- Born: February 9, 1972 Velsen, Netherlands
- Occupation: Composer

= Astrid Kruisselbrink =

Dutch composer (born 1972)

Astrid Kruisselbrink (born 9 February 1972) is a Dutch composer. While studying at the Rotterdam Conservatory (1993–99) she won first prize at the European Young Women Composers Contest with the choral work Zijn lippen zijn uw lippen (His Lips are Your Lips). In 1998, her Spin for soprano and ensemble was selected for the international Gaudeamus Music Week for young musicians. Just before graduation, her composition In for orchestra was selected for the Project Jonge Componisten (Project Young Composers) and performed by the Balletorchestra, conducted by Richard Dufallo. She has since composed for various ensembles and choirs. During and after her studies she studied briefly with Luciano Berio, Betsy Jolas, Louis Andriessen and György Kurtag.

==Biography==
Born in the Dutch town of Velsen, from the age of nine she received piano lessons, both classical and jazz. In 1993, she entered the Rotterdam Conservatory (Codarts) where she studied composition under Klaas de Vries, Peter-Jan Wagemans ánd René Uijlenhoet, graduating cum laude in 1999.

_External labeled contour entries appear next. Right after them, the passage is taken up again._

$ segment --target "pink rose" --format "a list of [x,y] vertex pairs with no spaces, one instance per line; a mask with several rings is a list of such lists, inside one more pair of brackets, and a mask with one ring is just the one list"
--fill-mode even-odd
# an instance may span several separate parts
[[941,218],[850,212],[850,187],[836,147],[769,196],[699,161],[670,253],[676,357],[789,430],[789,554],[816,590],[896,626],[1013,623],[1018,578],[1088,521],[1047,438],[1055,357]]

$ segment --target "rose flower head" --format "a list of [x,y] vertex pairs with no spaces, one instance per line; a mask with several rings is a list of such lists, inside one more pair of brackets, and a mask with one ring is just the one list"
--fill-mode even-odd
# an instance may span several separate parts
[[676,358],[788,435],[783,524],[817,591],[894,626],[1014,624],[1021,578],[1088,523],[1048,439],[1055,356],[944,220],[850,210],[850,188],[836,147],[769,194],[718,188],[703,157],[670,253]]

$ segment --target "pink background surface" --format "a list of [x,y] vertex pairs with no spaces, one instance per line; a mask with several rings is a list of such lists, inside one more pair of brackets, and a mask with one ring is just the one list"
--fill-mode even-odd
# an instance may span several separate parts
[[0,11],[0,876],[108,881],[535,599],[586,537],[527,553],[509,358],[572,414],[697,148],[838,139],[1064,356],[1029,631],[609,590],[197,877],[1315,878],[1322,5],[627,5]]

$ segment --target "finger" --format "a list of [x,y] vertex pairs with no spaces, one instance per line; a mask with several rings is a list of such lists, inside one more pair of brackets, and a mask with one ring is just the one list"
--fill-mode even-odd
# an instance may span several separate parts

Notable works include String quartet (2000) recorded and performed by the Doelenkwartet. Pra (2003) for orchestra and soprano was performed by Monique Krüs and Het Gelders Orkest conducted by Hans Leenders. Strijklicht (2007) for stringorchestra, was performed by the Het Rotterdams Kamerorkest conducted by Conrad van Alphen. Her piano composition Apen en Beer (Ape and Bear) with a piece for each letter in the alphabet was published in 2009. The work was premiered in Rotterdam in December 2009 when 30 young pianists performed the items on different animals. In 2011, her chamberopera The Reclining Woman, based on sculptures by Henry Moore, was performed by Muziektheater de Helling in cooperation with the ensemble Nieuw Amsterdams Peil. October 2015, the Asko/Schönberg ensemble, conducted by Reinbert de Leeuw, performed Die Klage um Linos, for ensemble and countertenor. In 2017, together with mezzo-soprano Antje Lohse, Stichting Knars and the Kröller-Müller Museum, she created the theatrical concert Menschen-Worte with poems of poet and visual artist Hans Arp.

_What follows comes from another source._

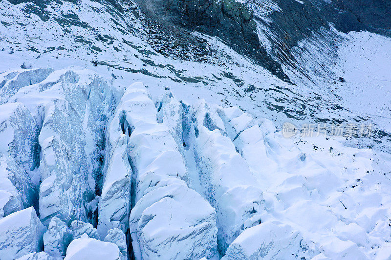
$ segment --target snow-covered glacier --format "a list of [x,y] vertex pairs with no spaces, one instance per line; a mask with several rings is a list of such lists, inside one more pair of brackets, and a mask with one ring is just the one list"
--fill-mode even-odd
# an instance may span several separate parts
[[0,0],[0,260],[391,260],[386,2]]
[[0,105],[1,259],[391,256],[383,153],[88,69],[43,71]]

Over the years, in addition to work commissioned by orchestra, choir, ensembles and individual musicians, she has composed for the theatre and for children. Her children's opera Fietsen (Cycling), based on a book by Gregie de Maeyer, was performed at Antwerp's Het Paleis in 1999. In 2009, young actors/singers of the Bürgerhaus Weserterrassen in Bremen, together with the Lithuanian Youthorchestra, performed Schwarz wie Tinte, based on the book Zwart als inkt (1998) by the Dutch writer and visual artist Wim Hofman.

Astrid Kruisselbrink lives in Gouda with her husband and two sons.